Brote masivo en el Caribe
El foco de atención en el hemisferio norte se centra en el Caribbean Princess, de la empresa Princess Cruises. Los Centros para el Control y la Prevención de Enfermedades (CDC) confirmaron que 102 pasajeros y 13 tripulantes se encuentran afectados por un brote de norovirus. El buque, que transporta a más de 3.100 personas, debió suspender todas las actividades grupales y extremar las tareas de desinfección.
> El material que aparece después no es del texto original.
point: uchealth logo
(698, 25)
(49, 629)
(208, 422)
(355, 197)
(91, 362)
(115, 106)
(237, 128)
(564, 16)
Los infectados presentan síntomas de deshidratación extrema, fiebre y vómitos. Se espera que la embarcación atraque este lunes en Puerto Cañaveral, donde será sometida a una inspección sanitaria exhaustiva para determinar si está en condiciones de retomar sus salidas programadas.
El drama del MV Hondius en Tenerife
Por otro lado, la situación del crucero MV Hondius, que inició su travesía en la ciudad fueguina el pasado 1 de abril, ha alcanzado niveles de tragedia. El buque logró fondear este domingo frente a las costas de Tenerife, en las Islas Canarias, bajo un estricto cordón sanitario. A diferencia del caso en Florida, el virus aquí presente es el hantavirus, cuya letalidad es significativamente mayor.
Hasta el momento, el brote se ha cobrado la vida de tres personas y mantiene a ocho pasajeros bajo tratamiento médico crítico. La Guardia Civil española y equipos de infectología iniciaron el desembarco de turistas de 23 nacionalidades. Entre los pasajeros se encuentra un ciudadano argentino, quien, según los protocolos de repatriación vigentes, sería trasladado inicialmente hacia los Países Bajos antes de retornar a nuestro país.
Esta crisis simultánea abre un debate global sobre los límites de la sanidad en naves de gran porte y la eficacia de los controles previos al embarque, en un contexto donde el turismo de cruceros intentaba consolidar su recuperación definitiva.